Arrastra al perro en su motocicleta, el conductor lo persigue y lo salva

Un conductor estaba en su coche cuando a lo lejos vio a un hombre en una motocicleta arrastrando a su perro con una correa. El conductor no dudó ni un instante, dando lugar a una desenfrenada persecución hasta lograr alcanzar a la motocicleta para ayudar al pobre animal en apuros.

El hombre después de pasar a la motocicleta detuvo su coche en medio de la carretera para bloquear el camino. Se bajó apresuradamente y empezó a arremeter contra el dueño del animal, señalándole las condiciones en las que el perro se quejaba. «¡Estúpido! ¿Qué es lo que haces? ¡Puedes ver que hay sangre!», grita el conductor, mostrando las marcas que el perro dejó en el asfalto.

Alterado por la ira e indignado, arranca la correa de las manos del dueño del perro y sigue furioso con ellas y amenaza con denunciarlo a las autoridades por maltrato.

El dueño del perro parece indiferente y casi ignora el abuso y el sufrimiento infligido al pobre animal. Sin embargo, cuando el conductor le quita la correa de las manos y se siente amenazado, el joven reacciona y pide que le devuelvan el perro. El conductor sigue atacando al chico, tratando de hacerle entender el error y que podría arriesgarse a una denuncia. Al final, devuelve el perro, pero lo pone en la cesta, para que no lo arrastre más y sólo así lo deja ir.

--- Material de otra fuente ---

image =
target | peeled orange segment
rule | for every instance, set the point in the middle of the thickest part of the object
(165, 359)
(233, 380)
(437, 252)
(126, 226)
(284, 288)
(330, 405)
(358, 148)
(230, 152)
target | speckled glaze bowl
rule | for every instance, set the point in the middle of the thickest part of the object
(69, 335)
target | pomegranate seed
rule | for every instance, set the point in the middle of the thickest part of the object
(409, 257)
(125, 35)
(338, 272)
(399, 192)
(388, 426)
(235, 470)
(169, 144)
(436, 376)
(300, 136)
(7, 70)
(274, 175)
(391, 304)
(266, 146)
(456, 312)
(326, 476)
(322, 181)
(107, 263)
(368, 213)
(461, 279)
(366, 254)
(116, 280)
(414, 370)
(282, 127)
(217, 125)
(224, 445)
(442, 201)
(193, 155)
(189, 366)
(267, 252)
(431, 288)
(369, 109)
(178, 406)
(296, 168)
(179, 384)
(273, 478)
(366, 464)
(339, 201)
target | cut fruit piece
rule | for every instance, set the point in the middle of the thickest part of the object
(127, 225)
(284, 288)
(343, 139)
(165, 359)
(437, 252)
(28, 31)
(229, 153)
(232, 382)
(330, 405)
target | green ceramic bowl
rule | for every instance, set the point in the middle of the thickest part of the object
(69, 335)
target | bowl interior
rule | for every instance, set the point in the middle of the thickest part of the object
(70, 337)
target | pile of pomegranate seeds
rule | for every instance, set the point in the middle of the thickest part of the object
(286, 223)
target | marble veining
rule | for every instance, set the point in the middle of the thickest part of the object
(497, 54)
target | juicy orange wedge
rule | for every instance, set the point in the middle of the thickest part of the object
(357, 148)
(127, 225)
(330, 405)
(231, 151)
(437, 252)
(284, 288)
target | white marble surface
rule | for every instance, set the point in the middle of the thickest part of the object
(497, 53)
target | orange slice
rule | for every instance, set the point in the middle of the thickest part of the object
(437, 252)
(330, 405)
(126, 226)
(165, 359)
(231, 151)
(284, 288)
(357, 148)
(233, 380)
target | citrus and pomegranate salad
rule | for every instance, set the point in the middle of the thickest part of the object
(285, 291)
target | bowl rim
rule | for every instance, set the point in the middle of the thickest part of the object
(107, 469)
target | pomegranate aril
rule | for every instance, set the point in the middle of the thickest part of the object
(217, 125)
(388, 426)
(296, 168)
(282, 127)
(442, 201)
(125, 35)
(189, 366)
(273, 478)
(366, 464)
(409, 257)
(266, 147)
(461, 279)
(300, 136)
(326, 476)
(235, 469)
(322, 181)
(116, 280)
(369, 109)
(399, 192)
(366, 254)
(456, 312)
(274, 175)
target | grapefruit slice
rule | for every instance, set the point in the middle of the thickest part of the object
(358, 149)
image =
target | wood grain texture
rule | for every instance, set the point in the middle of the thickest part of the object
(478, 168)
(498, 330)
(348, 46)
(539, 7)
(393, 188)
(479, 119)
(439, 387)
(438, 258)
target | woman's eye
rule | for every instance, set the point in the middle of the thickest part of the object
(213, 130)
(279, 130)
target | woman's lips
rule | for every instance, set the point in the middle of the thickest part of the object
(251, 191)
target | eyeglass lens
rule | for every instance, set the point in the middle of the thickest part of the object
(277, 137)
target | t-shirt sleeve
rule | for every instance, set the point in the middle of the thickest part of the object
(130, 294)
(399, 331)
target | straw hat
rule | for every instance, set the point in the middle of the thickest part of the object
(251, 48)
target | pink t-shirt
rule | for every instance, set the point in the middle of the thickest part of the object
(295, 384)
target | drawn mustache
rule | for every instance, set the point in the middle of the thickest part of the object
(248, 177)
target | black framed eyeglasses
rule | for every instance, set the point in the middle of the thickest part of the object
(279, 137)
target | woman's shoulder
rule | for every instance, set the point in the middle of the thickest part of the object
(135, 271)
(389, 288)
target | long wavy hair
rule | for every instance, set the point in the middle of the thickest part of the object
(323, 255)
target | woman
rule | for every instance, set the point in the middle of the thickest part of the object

Sin embargo, se puede entender que el conductor se quedó a observar y a filmar al chico, que se había detenido un poco más adelante. El chico había hecho que el perro se bajara a la acera, para filmarlo y comprobar las heridas de sus miembros causadas por el roce en el asfalto.

Probablemente, el joven tuvo buena fe, sin darse cuenta del daño que causaba al perro. Tal vez quería hacerlo correr, dejar que el perro se desahogara y mantenerlo activo. Lo que no había considerado es que, con el calor, el perro corría el riesgo de sufrir un golpe de calor y que incluso el asfalto caliente en este caso le causara lesiones y heridas en sus patas.

En el pasado, se han registrado otros casos similares, entre los que se encuentran pandilleros que entrenan a sus molosos para la lucha. Métodos coercitivos, ilegales y perjudiciales que entran en el ámbito del delito porque violan la norma de bienestar animal.